Tuesday, September 8, 2009

Welcome Back, Freret Market! and Market Bestseller Bestsellers Update!

Here we are, on the other side of Labor Day, looking forward to the eventual end of summer, hopefully by Thanksgiving this year. My wife and I kept busy painting the kitchen in our new house, but only after Saturday's return of the Freret Market here in New Orleans. Unfortunately, we lost the first hour to a much-needed deluge, but the organizers altruistically provided free beer to the vendors until the sun came out a little after 1:00. Other folks were obviously as anxious for the return as I was, because they came out in force for the rest of the afternoon. I also received good news from vendor organizer Cree McRee that the Broad St. Bazaar will return on October 10. Reminders will be posted as the date gets closer.

As promised, I am updating the Greater New Orleans market bestseller list for 2009, side by side with the previous list:

pre-Labor Day current
1. Kurt Vonnegut 1. Kurt Vonnegut
2. Star Trek 2. Star Trek
3. (tie) Ray Bradbury 3. (tie) Ray Bradbury
3. (tie) Walker Percy 3. (tie) Walker Percy
5. (tie) Robert Heinlein 5. Albert Camus
5. (tie) Hermann Hesse 6. (tie) Robert Heinlein
5. (tie) James Joyce 6. (tie) Hermann Hesse
5. (tie) J.D. Salinger 6. (tie) Aldous Huxley
6. (tie) James Joyce
6. (tie) George Orwell
6. (tie) J.D. Salinger
6. (tie) Clifford Simak

As you can see, several classic writers managed to earn their way onto the list, with Algerian existentialist Albert Camus leading the way after two copies of The Stranger sold on Saturday. The most surprising entry has to be Golden Age science fiction writer Clifford Simak, vaulted onto the list by the efforts of one obsessive fan. I've alluded to this before, but let me remind you that all of you are the ones who decide. Are you outraged that that pinko pacifist Vonnegut is at the top, and the dean of military s-f Heinlein is stuck in sixth place? Come on out to the market and put the world right. Camus, Simak, Harlan Ellison and John Kennedy Toole fans did just that this past Saturday, and all showed substantial gains. Not enough diversity? Chinua Achebe, Joan Didion, Ernest Gaines, Sylvia Plath and Anne Rice are all on the verge of greatness. Will you be the one to give them the push they need?
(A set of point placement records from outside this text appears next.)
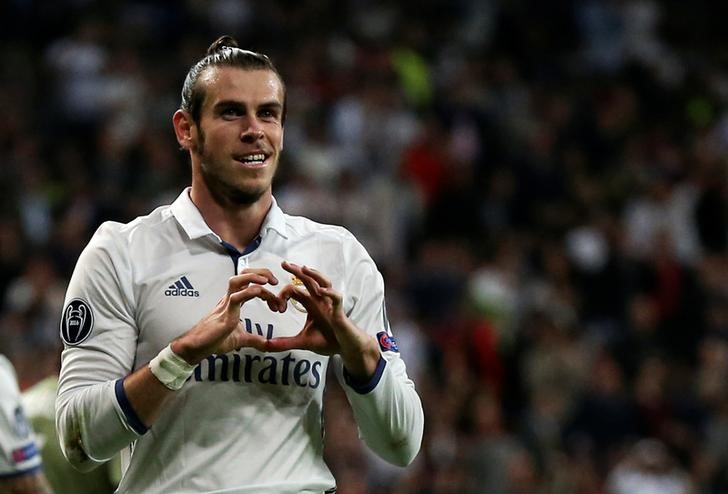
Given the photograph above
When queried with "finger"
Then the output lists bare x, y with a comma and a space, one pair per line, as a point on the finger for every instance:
316, 275
284, 343
310, 283
336, 297
296, 293
249, 340
255, 291
252, 275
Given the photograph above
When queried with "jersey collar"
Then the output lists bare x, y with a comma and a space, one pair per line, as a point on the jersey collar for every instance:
189, 217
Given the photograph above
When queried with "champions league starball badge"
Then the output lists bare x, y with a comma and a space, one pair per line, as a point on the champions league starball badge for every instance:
77, 322
295, 281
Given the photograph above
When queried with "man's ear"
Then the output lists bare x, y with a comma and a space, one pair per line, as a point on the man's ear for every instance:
182, 122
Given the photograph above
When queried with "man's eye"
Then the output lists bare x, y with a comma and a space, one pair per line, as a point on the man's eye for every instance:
231, 112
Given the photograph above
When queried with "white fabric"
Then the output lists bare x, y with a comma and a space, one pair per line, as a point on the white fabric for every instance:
18, 451
245, 421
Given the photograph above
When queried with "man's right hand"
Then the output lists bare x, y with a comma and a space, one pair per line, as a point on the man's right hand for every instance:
220, 331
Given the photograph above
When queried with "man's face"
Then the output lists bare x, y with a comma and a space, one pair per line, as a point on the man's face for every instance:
237, 143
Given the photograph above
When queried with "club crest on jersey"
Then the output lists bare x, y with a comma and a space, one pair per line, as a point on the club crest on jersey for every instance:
77, 322
387, 342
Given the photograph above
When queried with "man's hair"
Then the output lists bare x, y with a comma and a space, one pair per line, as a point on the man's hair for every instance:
224, 51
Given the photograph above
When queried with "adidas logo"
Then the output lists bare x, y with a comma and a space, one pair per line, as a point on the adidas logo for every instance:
181, 288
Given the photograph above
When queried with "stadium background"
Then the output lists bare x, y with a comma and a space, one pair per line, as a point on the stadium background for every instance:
543, 185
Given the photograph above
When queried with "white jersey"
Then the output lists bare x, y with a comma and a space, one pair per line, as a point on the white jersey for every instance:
18, 451
246, 421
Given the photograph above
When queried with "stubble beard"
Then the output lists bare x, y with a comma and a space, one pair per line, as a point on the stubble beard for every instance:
223, 192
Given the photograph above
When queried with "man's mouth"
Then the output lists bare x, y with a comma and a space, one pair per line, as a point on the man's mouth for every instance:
252, 159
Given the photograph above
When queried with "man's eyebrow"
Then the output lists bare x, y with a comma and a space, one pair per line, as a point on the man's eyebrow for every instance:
240, 104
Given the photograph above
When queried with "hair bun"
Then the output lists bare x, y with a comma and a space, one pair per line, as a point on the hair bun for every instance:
221, 43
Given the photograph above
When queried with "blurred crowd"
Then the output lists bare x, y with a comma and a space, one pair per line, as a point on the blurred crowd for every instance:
543, 184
Before I mentally leave the market, one more observation, to be filed in the The Kids are Alright file:

A kid I see at the Freret Market every time, must be about 11, was looking at a paperback copy of Hell House, by Richard Matheson. It has a pretty scary looking skeleton in what appear to be monk's robes on the cover, and I'm thinking that is what is attracting the kid. So I ask him if he has seen episodes of the original Twilight Zone, since Matheson wrote several episodes, second in volume only to Rod Serling himself. So the kid politely lets me know he's aware of that, and he recently read I Am Legend, the novel also written by Matheson and made into two movies, starring Charlton Heston and Will Smith, respectively. I play it cool, but immediately show my respect.
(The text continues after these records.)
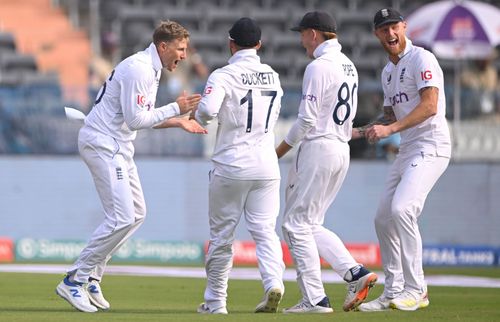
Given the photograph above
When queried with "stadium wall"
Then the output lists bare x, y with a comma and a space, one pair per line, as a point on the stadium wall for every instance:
54, 198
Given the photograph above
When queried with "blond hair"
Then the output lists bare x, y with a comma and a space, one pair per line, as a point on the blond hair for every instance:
168, 31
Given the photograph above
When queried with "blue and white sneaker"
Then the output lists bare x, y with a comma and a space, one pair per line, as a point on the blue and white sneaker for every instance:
361, 281
95, 295
76, 295
204, 309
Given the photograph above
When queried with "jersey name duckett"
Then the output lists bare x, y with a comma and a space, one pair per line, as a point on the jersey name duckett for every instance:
258, 78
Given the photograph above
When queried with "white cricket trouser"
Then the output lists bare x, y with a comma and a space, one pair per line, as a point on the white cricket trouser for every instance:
410, 180
313, 182
258, 201
117, 183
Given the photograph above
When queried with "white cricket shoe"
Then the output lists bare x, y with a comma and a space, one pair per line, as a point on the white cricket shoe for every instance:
381, 303
357, 291
76, 295
408, 301
270, 302
303, 307
204, 309
95, 295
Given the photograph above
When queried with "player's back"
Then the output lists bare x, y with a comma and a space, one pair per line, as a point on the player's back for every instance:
331, 83
245, 145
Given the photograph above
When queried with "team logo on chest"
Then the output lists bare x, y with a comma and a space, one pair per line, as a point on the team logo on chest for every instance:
402, 76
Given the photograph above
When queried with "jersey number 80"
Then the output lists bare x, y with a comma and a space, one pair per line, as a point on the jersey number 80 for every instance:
343, 100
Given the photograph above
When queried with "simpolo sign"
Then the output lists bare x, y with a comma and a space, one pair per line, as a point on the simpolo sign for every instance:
28, 249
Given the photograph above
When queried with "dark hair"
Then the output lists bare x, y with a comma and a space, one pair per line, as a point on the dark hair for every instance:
168, 31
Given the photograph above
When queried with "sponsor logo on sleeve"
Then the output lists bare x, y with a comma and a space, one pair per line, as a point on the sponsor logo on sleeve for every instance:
141, 100
309, 97
402, 76
398, 98
426, 75
208, 90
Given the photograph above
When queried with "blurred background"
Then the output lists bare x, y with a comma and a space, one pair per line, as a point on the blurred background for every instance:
58, 53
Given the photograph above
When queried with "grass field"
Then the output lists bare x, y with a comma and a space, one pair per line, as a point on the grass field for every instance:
31, 297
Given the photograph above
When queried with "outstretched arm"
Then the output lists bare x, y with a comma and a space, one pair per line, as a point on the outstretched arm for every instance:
385, 118
183, 122
424, 110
Now let that sink in. Again, I say he can't be more than 11, and this kid is savvy enough to be reading one of the modern masters of dark fantasy and science fiction, someone legitimately placed in the company of Lovecraft and Bradbury. In an age when he is bombarded with gory computer games and Saw 8 and Crescent Wrench 4: The Revenge of the Plumber, and young adult vampire stories and Marilyn Manson, this kid is choosing Richard Matheson. How cool is that?